The Umbrella Study “Methodology For Assessment of SARs-Cov-2” has now been formalized in a tabular form. The aspects include the details of Raw Sewage Sampling, the Method for Preparation of Samples for Testing and Analyses, Method for RNA Extraction, SARs-Cov-2 Quantification, Reporting of Results, and the Linking of COVID-19 Infections Data to SARs-Cov-2 Quantitative Data.
The Ministry of Housing and Urban Affairs, (MoHUA), Govt. of India; has recently (July 2020) published an Advisory on On-Site and Off-Site Sewage Management Practices. In the context of the current pandemic and even as a futuristic measure, it will be prudent to include a section on Raw Sewage Surveillance as a predictive tool for the pathogenic and viral infections and epidemics. The Swachh Bharat Mission – Urban may issue this as an addendum to the published advisory.
About the Author
Col. Bhaskar Tatwawadi (Retd) is the Technical Director at Tandon Urban Solutions Pvt. Ltd., Mumbai. An army veteran and a Civil Engineer from VNIT Nagpur with a Master’s degree in Environmental Engineering (with Honors) from IIT Roorkee, he has over 45 years of professional experience.

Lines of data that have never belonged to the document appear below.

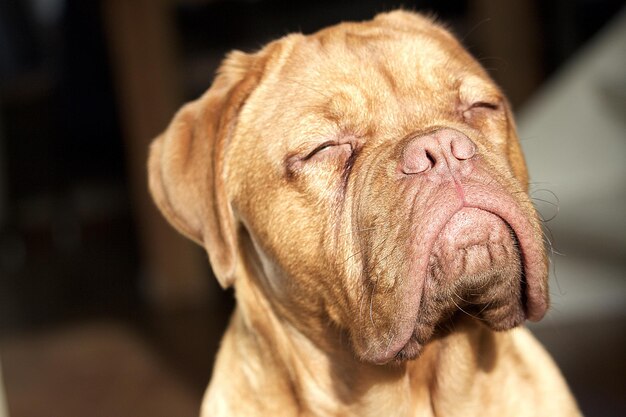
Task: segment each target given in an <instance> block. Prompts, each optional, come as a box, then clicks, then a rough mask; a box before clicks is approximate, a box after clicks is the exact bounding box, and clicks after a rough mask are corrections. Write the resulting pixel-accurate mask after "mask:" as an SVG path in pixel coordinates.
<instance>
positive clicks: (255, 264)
mask: <svg viewBox="0 0 626 417" xmlns="http://www.w3.org/2000/svg"><path fill="white" fill-rule="evenodd" d="M150 176H151V189H152V192H153V195H154V196H155V200H156V201H157V203H158V205H159V207H160V208H161V209H162V211H163V212H164V213H165V215H166V217H168V219H170V221H171V222H172V223H173V224H174V225H175V226H177V227H178V228H179V230H181V231H182V232H183V233H185V234H186V235H188V236H189V237H191V238H193V239H195V240H196V241H198V242H200V243H202V244H204V245H205V246H206V247H207V250H208V252H209V255H210V258H211V263H212V265H213V268H214V271H215V272H216V275H217V276H218V278H219V279H220V281H221V283H222V284H223V285H225V286H226V285H230V284H231V283H232V282H233V281H234V277H235V276H246V277H251V278H247V279H253V280H255V281H256V282H255V284H257V285H258V286H259V287H260V288H262V291H263V292H264V293H265V294H266V296H267V298H268V299H269V300H271V303H272V306H273V308H274V309H275V310H276V312H277V313H278V315H279V316H281V317H282V318H283V319H284V320H287V321H289V322H290V324H291V325H294V326H296V327H297V328H298V329H300V330H301V331H302V332H303V333H304V334H305V335H307V336H308V337H310V338H311V339H312V340H314V341H315V342H317V343H319V344H321V345H324V343H325V342H324V340H325V339H326V337H324V336H323V334H324V332H325V331H327V330H328V329H329V328H339V329H340V331H342V332H345V334H347V335H349V341H350V346H351V349H352V350H353V351H354V353H355V354H356V355H357V356H358V357H359V358H361V359H362V360H364V361H367V362H373V363H385V362H388V361H390V360H394V359H395V360H404V359H409V358H413V357H415V356H417V355H418V354H419V352H420V349H421V348H422V347H423V345H424V344H425V343H427V342H428V341H429V340H430V339H431V338H432V337H433V335H434V334H435V333H436V332H437V331H438V330H439V329H441V328H445V327H446V325H447V324H448V323H449V322H450V320H452V319H453V317H454V316H455V315H456V314H459V313H461V314H470V315H472V316H474V317H476V318H477V319H479V320H481V321H482V322H484V324H486V325H487V326H489V327H491V328H493V329H496V330H501V329H508V328H511V327H513V326H516V325H518V324H520V323H522V322H523V321H524V320H525V319H526V318H529V319H531V320H538V319H539V318H541V317H542V316H543V314H544V313H545V310H546V308H547V303H548V300H547V289H546V276H547V272H546V258H545V254H544V250H543V244H542V237H541V236H542V235H541V230H540V226H539V223H538V221H537V218H536V215H535V212H534V209H533V207H532V205H531V203H530V202H529V198H528V195H527V193H526V188H527V174H526V168H525V165H524V161H523V157H522V155H521V151H520V148H519V144H518V142H517V137H516V134H515V130H514V123H513V120H512V118H511V114H510V111H509V109H508V105H507V103H506V101H505V99H504V98H503V96H502V93H501V92H500V90H499V89H498V88H497V87H496V86H495V85H494V83H493V82H492V81H491V80H490V78H489V77H488V76H487V75H486V73H485V71H484V70H483V69H482V68H481V67H480V65H479V64H477V63H476V62H475V61H474V60H473V59H472V58H471V57H470V56H469V55H468V54H467V53H466V52H465V51H464V50H463V49H462V48H461V46H460V45H459V44H458V43H457V41H456V40H454V38H453V37H452V36H451V35H449V34H448V33H447V32H446V31H445V30H443V29H442V28H440V27H439V26H436V25H435V24H433V23H432V22H431V21H429V20H427V19H425V18H423V17H420V16H418V15H414V14H410V13H406V12H394V13H391V14H386V15H381V16H379V17H377V18H376V19H375V20H373V21H372V22H367V23H360V24H343V25H339V26H335V27H331V28H329V29H326V30H324V31H321V32H318V33H317V34H314V35H311V36H306V37H305V36H301V35H292V36H289V37H286V38H283V39H282V40H279V41H277V42H274V43H272V44H270V45H268V46H267V47H266V48H265V49H263V50H262V51H261V52H259V53H257V54H255V55H245V54H241V53H236V54H233V55H231V56H230V57H229V59H228V60H227V61H226V62H225V64H224V65H223V67H222V69H221V74H220V75H219V76H218V78H217V80H216V81H215V83H214V85H213V87H212V88H211V90H209V92H208V93H207V94H206V95H205V96H204V97H203V98H201V99H200V100H198V101H197V102H195V103H192V104H191V105H188V106H187V107H186V108H184V109H183V110H182V111H181V112H180V113H179V114H178V115H177V117H176V119H175V120H174V122H173V123H172V125H171V126H170V128H169V129H168V131H167V132H166V133H165V134H164V135H162V136H161V137H160V138H158V139H157V140H156V141H155V144H154V145H153V149H152V155H151V160H150Z"/></svg>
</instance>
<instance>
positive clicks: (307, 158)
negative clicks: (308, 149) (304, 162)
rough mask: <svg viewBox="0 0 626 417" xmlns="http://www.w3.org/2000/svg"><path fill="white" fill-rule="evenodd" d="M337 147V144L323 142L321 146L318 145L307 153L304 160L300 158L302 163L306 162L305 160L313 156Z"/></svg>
mask: <svg viewBox="0 0 626 417" xmlns="http://www.w3.org/2000/svg"><path fill="white" fill-rule="evenodd" d="M337 145H339V144H338V143H337V142H333V141H328V142H324V143H322V144H321V145H319V146H318V147H316V148H315V149H313V150H312V151H311V152H309V153H308V154H307V155H306V156H305V157H304V158H302V160H303V161H306V160H307V159H311V158H312V157H313V155H315V154H318V153H320V152H322V151H325V150H328V149H330V148H332V147H333V146H337Z"/></svg>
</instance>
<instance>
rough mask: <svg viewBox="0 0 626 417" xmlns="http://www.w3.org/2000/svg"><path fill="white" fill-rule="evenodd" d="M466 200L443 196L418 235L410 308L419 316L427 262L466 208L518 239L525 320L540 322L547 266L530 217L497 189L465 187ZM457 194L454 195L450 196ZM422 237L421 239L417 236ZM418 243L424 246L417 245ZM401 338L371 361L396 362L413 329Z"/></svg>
mask: <svg viewBox="0 0 626 417" xmlns="http://www.w3.org/2000/svg"><path fill="white" fill-rule="evenodd" d="M463 188H464V197H463V200H461V199H460V198H459V197H458V194H456V192H455V191H454V190H450V191H448V192H444V193H442V194H441V195H440V196H439V198H438V199H437V200H438V201H437V202H438V203H441V206H440V207H439V208H440V210H438V211H437V213H436V214H435V216H434V217H433V216H431V217H429V218H428V224H429V225H430V226H428V227H426V232H425V233H419V234H417V233H416V234H415V236H414V239H415V241H414V242H412V244H411V247H412V248H415V249H414V251H413V253H409V255H408V256H409V257H410V259H413V260H414V261H413V262H412V264H413V265H412V266H411V268H410V270H409V275H410V276H411V277H412V280H413V283H414V288H413V291H410V295H409V296H411V297H412V300H410V302H409V305H410V306H412V307H413V308H411V309H410V310H412V312H413V313H414V314H415V316H414V317H415V318H416V317H417V315H418V314H419V306H420V303H421V300H422V297H423V292H424V287H425V280H426V279H427V273H428V261H429V258H430V254H431V253H432V251H433V248H434V244H435V242H436V240H437V237H438V236H439V235H440V234H441V232H442V230H443V228H444V227H445V226H446V224H447V223H448V222H449V221H450V219H451V218H452V217H453V216H454V215H455V214H456V213H457V212H459V211H460V210H462V209H463V208H476V209H480V210H485V211H487V212H490V213H492V214H494V215H497V216H498V217H500V218H501V219H502V220H503V221H504V222H505V223H507V224H508V225H509V226H510V227H511V229H512V230H513V232H514V233H515V235H516V238H517V241H518V242H519V245H520V248H519V249H520V256H521V258H522V267H523V276H524V277H525V280H526V286H525V287H526V294H525V295H526V307H525V313H526V318H527V319H528V320H531V321H539V320H540V319H541V318H542V317H543V316H544V315H545V313H546V311H547V308H548V299H547V291H546V289H545V277H546V269H545V262H544V255H543V253H544V249H543V244H542V242H541V241H537V239H536V237H535V236H534V233H533V231H534V230H535V228H534V227H533V225H532V224H531V222H530V221H529V220H528V218H527V214H526V213H525V212H524V210H523V209H522V208H521V207H520V204H519V203H517V202H516V201H515V200H514V199H513V198H512V197H511V196H510V194H509V193H507V192H505V191H504V190H498V189H495V188H491V187H490V188H486V187H485V186H481V185H473V184H464V187H463ZM451 193H454V195H451ZM417 235H419V236H417ZM417 240H419V241H420V242H421V244H418V242H417ZM398 330H399V331H400V334H398V337H397V338H396V342H394V343H393V344H392V345H391V346H389V347H388V348H387V349H386V350H385V351H384V352H380V354H379V355H375V357H372V358H371V359H372V361H373V362H374V363H378V364H384V363H387V362H389V361H390V360H392V359H394V358H395V357H396V355H397V354H398V352H400V351H401V350H402V349H403V348H404V347H405V346H406V345H407V343H409V340H410V339H411V336H412V334H413V331H414V326H410V325H404V326H402V328H401V329H398Z"/></svg>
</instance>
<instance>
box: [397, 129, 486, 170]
mask: <svg viewBox="0 0 626 417" xmlns="http://www.w3.org/2000/svg"><path fill="white" fill-rule="evenodd" d="M475 154H476V145H475V144H474V142H472V140H471V139H470V138H468V137H467V136H466V135H464V134H463V133H461V132H459V131H458V130H455V129H449V128H445V129H439V130H436V131H434V132H430V133H427V134H424V135H421V136H416V137H414V138H412V139H411V140H410V141H409V143H408V144H407V145H406V147H405V148H404V151H403V152H402V160H401V163H400V164H401V169H402V172H403V173H405V174H420V173H423V172H427V171H429V170H431V169H437V168H447V169H449V170H454V169H456V168H458V167H459V166H460V162H462V161H465V160H468V159H471V158H472V157H473V156H474V155H475Z"/></svg>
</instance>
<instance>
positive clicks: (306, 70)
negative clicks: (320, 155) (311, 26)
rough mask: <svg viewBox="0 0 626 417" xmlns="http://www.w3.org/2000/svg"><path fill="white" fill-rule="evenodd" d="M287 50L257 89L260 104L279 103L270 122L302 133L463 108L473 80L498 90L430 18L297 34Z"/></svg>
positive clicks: (393, 125)
mask: <svg viewBox="0 0 626 417" xmlns="http://www.w3.org/2000/svg"><path fill="white" fill-rule="evenodd" d="M280 54H281V56H280V59H278V60H277V65H275V66H274V67H273V68H272V69H271V71H270V73H269V74H267V77H266V79H265V82H264V83H263V85H262V87H261V88H260V90H261V91H259V92H258V93H257V96H260V97H259V98H262V100H259V101H258V102H262V103H272V104H273V108H272V109H263V110H264V112H263V113H264V114H263V115H261V117H264V116H267V117H272V119H268V120H266V125H267V126H269V125H271V124H273V123H277V122H280V120H282V121H284V122H285V123H286V124H287V125H288V126H289V127H290V128H292V129H294V130H297V131H298V132H297V133H294V135H297V136H302V133H303V132H302V130H301V129H309V130H315V129H319V130H320V131H321V130H323V129H325V128H328V129H330V127H328V126H329V123H330V124H334V125H335V129H336V127H337V125H338V127H339V129H344V130H349V131H351V132H352V133H355V134H359V133H364V132H363V131H367V130H368V129H370V128H372V127H373V126H375V127H376V129H385V128H389V129H394V128H396V129H397V130H402V129H403V127H404V126H408V125H415V124H416V123H419V122H420V121H419V120H416V118H417V117H421V118H423V119H424V120H427V119H428V118H431V119H432V117H433V115H434V113H435V112H436V113H437V115H441V113H442V111H446V109H448V110H449V111H450V112H454V111H456V107H455V106H456V103H458V102H459V91H460V89H461V87H462V85H463V84H467V83H468V81H471V83H473V85H474V86H478V87H477V88H478V89H480V90H483V91H482V92H478V93H476V94H487V95H497V94H498V92H497V88H496V87H495V86H494V85H493V83H492V82H491V81H490V79H489V77H488V76H487V75H486V73H485V71H484V70H483V69H482V67H481V66H480V65H479V64H478V63H476V61H475V60H473V59H472V58H471V57H470V55H469V54H468V53H467V52H466V51H465V50H464V49H463V48H462V47H461V46H460V44H459V43H458V42H457V41H456V40H455V39H454V38H453V37H452V35H450V34H449V33H448V32H447V31H445V30H444V29H442V28H440V27H439V26H437V25H435V24H433V23H432V22H430V21H428V20H426V19H421V22H420V24H417V25H412V26H410V27H399V28H398V27H393V26H390V25H388V24H383V23H381V22H378V21H373V22H367V23H344V24H340V25H338V26H334V27H331V28H328V29H325V30H322V31H320V32H318V33H316V34H313V35H309V36H301V35H298V36H292V37H290V38H288V39H287V40H285V41H284V45H283V48H282V49H281V51H280ZM477 88H476V87H474V90H476V89H477ZM268 110H271V111H268ZM270 114H272V116H270ZM277 115H279V116H280V117H279V118H278V119H277V118H276V116H277ZM258 116H259V115H258V114H257V117H258ZM259 121H261V120H257V122H259ZM320 134H321V135H324V134H325V133H324V132H320Z"/></svg>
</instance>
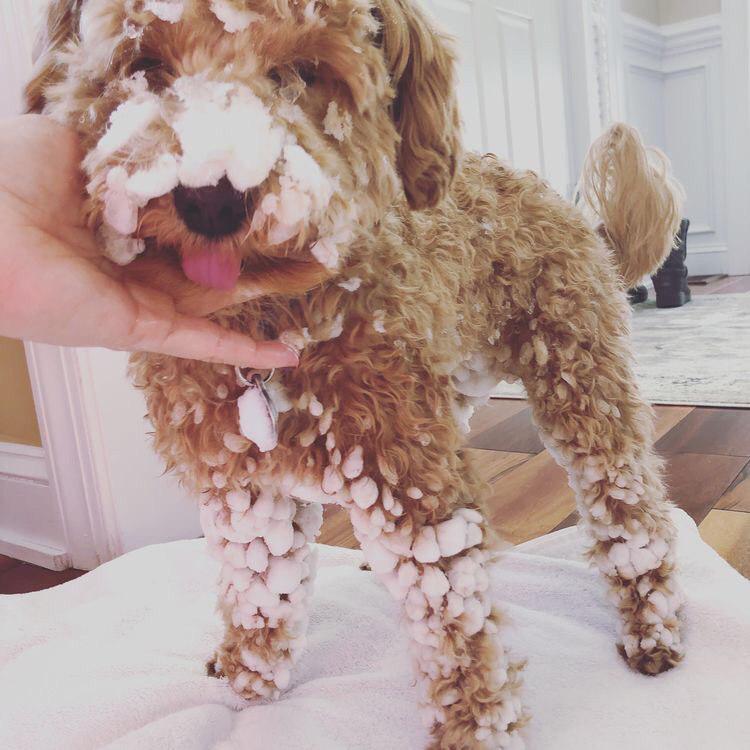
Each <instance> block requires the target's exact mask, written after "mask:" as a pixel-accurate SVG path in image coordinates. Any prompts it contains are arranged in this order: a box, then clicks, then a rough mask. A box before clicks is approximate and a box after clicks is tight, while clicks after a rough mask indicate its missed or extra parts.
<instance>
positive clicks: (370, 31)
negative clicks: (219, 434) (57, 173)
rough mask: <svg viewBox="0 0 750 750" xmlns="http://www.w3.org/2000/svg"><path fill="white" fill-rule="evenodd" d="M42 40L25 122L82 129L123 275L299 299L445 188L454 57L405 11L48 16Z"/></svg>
mask: <svg viewBox="0 0 750 750" xmlns="http://www.w3.org/2000/svg"><path fill="white" fill-rule="evenodd" d="M46 34H47V38H46V39H45V40H44V46H45V50H44V52H43V55H42V58H41V60H40V61H39V63H38V71H37V75H36V77H35V79H34V80H33V81H32V82H31V83H30V84H29V87H28V89H27V100H28V103H29V108H30V109H32V110H36V111H44V112H46V113H48V114H50V115H52V116H53V117H55V118H56V119H59V120H61V121H63V122H67V123H69V124H72V125H74V126H75V127H76V128H77V129H78V131H79V133H80V135H81V138H82V142H83V147H84V149H85V153H86V156H85V159H84V162H83V167H84V170H85V172H86V175H87V178H88V186H87V190H88V200H87V204H86V205H87V212H88V220H89V223H90V224H91V226H92V227H94V228H95V229H97V231H99V233H100V236H101V238H102V241H103V244H104V246H105V248H106V252H107V253H108V254H109V255H110V257H112V258H113V259H115V260H116V261H117V262H120V263H126V262H128V261H129V260H131V259H132V258H133V257H135V255H137V254H138V253H140V252H142V251H144V250H146V251H147V252H149V253H171V254H173V255H174V257H175V258H176V259H177V260H179V262H180V263H181V265H182V268H183V270H184V272H185V275H186V276H188V277H189V278H190V279H192V280H193V281H195V282H197V283H199V284H201V285H204V286H207V287H214V288H218V289H232V288H233V287H234V286H235V284H236V282H237V280H238V277H239V276H240V274H241V273H244V274H245V275H246V276H248V277H250V278H252V277H257V278H260V277H262V276H263V275H266V276H268V275H269V274H270V275H272V276H273V278H274V280H275V287H276V288H275V289H274V291H278V292H282V293H283V292H285V291H292V289H290V288H289V287H291V286H295V287H296V289H295V291H299V288H300V287H301V288H308V287H309V286H312V285H314V284H315V283H317V282H319V281H320V280H321V279H322V278H324V277H325V276H326V275H328V274H332V273H335V271H336V269H337V268H338V267H339V264H340V263H341V260H342V258H343V256H344V255H345V254H346V252H347V248H348V246H349V244H350V243H351V242H352V241H353V239H354V238H355V236H356V235H357V234H358V232H360V231H362V230H363V229H364V230H367V229H369V228H371V227H373V226H374V225H375V224H376V223H377V221H378V220H379V218H380V217H381V216H382V215H383V214H384V213H385V211H386V210H387V209H388V207H389V206H390V205H392V203H393V201H394V200H395V199H397V197H398V195H399V192H400V189H401V184H403V188H404V191H405V193H406V197H407V199H408V201H409V203H410V205H411V206H412V207H414V208H423V207H427V206H432V205H435V204H436V203H437V202H438V201H439V200H440V199H441V198H442V196H443V195H444V193H445V191H446V189H447V187H448V186H449V184H450V181H451V179H452V176H453V174H454V172H455V168H456V159H457V156H458V151H459V144H458V127H457V116H456V109H455V105H454V99H453V86H452V84H453V81H452V68H453V57H452V54H451V52H450V51H449V49H448V47H447V46H446V44H445V40H444V39H443V38H442V37H440V36H439V35H437V34H436V33H435V32H434V31H433V30H432V29H431V28H430V26H429V25H428V24H427V22H426V21H425V19H424V17H423V16H422V15H421V14H420V13H419V12H418V11H416V10H415V9H413V8H411V6H409V5H407V4H405V0H382V1H381V2H379V4H378V5H377V6H374V5H373V4H372V3H371V1H370V0H299V2H296V1H295V0H56V2H53V3H52V6H51V9H50V12H49V15H48V22H47V27H46ZM399 177H400V178H401V180H400V181H399ZM292 279H294V281H293V282H292Z"/></svg>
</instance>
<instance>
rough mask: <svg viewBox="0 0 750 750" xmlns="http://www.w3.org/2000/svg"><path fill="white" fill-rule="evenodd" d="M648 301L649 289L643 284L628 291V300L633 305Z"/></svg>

His 22 years stint in the Army, Corps of Engineers, included the construction of water treatment plants and the design of several sewerage and sewage treatment projects for military, naval, and air stations. Later, he has worked on many projects in water and wastewater management including design and execution of rural and urban water supply and sanitation schemes, the Visakhapatnam Industrial Water Supply Project (1998), construction of the BWSSB Water Treatment Plant of 300 MLD (2000 -01) and the ﬁrst Chennai Metro-water Seawater Reverse Osmosis Plant of 100 MLD (2007). He has led design teams for several industrial wastewaters to recycle projects for automobiles and textiles industries.